Au verset douze, le mot « him » est ajouté, et il ne représente pas fidèlement la petite corne, car, dans le verset, la petite corne est deux fois désignée par « it », marquant ainsi le féminin. Les traducteurs ont de toute évidence reconnu la distinction de genre chez Daniel, mais n’étaient pas certains de l’intention de Daniel, et ils ont tenté de rendre la petite corne du verset masculine en ajoutant le mot en italique « him », mais cela n’est pas étayé par les paroles mêmes de Daniel. Ses paroles identifient la petite corne comme féminine, et « elle » (la petite corne au féminin) a jeté la vérité à terre, et « elle » (la petite corne au féminin) a agi et a prospéré.
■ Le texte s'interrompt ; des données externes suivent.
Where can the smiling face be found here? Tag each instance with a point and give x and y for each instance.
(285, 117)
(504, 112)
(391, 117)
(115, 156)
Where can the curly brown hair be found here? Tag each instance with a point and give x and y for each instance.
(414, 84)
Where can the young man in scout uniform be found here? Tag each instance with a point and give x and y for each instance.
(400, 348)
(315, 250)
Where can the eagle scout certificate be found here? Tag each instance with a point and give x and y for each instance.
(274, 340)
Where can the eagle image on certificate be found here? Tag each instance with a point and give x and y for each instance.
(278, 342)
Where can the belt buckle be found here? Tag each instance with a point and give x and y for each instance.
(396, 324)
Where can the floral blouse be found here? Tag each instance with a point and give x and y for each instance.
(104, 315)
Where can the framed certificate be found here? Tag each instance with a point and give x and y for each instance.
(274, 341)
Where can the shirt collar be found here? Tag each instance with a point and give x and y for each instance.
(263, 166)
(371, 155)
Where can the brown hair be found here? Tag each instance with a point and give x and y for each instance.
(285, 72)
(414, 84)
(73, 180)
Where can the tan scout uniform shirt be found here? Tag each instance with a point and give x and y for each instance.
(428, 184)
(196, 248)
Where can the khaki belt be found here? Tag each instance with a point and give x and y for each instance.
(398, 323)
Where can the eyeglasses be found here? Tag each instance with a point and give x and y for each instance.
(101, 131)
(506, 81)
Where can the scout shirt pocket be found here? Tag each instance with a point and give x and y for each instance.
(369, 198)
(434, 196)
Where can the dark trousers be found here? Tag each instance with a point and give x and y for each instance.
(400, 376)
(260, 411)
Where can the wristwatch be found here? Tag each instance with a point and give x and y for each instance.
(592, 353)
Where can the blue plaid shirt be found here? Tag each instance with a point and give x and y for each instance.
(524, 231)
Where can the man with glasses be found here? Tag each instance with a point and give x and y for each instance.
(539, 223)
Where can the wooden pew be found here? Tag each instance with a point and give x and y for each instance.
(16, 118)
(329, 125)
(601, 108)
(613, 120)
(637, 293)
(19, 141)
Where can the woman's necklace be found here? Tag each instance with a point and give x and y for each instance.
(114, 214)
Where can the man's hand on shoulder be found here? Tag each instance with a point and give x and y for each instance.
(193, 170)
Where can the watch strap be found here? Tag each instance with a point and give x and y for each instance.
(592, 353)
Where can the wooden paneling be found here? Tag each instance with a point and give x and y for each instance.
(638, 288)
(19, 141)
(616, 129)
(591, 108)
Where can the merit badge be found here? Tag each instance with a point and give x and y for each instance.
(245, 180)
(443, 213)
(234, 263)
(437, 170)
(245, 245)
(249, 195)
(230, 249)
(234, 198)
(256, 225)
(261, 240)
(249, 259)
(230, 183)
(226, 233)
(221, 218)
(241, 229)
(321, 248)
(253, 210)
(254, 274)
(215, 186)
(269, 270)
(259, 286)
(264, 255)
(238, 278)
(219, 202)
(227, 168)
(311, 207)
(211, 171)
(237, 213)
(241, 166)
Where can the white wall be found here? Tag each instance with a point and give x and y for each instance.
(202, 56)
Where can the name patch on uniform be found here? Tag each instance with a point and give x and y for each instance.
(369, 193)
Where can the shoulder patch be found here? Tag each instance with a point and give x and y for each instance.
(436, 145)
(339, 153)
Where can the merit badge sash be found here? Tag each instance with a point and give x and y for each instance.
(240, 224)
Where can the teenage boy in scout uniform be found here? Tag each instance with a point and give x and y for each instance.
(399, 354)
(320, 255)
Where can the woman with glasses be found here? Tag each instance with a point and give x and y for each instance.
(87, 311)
Au verset 9, l’expression « une petite corne » est au masculin et représente la Rome païenne. Cette « petite corne » est issue de l’un des « quatre vents » dans lesquels l’Empire grec s’était dissous. Dans ce verset, conformément à l’histoire, la Rome païenne conquit trois régions géographiques en prenant place sur le trône de la terre.
Et de l’une d’elles sortit une petite corne, qui devint extrêmement grande, vers le sud, vers l’est et vers le plus beau des pays. Daniel 8:9.
Au verset onze (qui est l'endroit où la controverse au sujet de "the daily" trouve l'un de ses principaux champs de bataille), la petite corne est représentée par "he", "him" et "his".
Oui, il s’éleva même jusqu’au prince de l’armée, et par lui le sacrifice quotidien fut ôté, et le lieu de son sanctuaire fut renversé. Daniel 8:11.
Nous poursuivrons cette étude dans le prochain article.
"Chaque principe dans la parole de Dieu a sa place, chaque fait sa portée. Et la structure complète, dans sa conception et son exécution, rend témoignage à son Auteur. Une telle structure, nul esprit, si ce n’est celui de l’Infini, n’aurait pu la concevoir ni la façonner." Éducation, 123.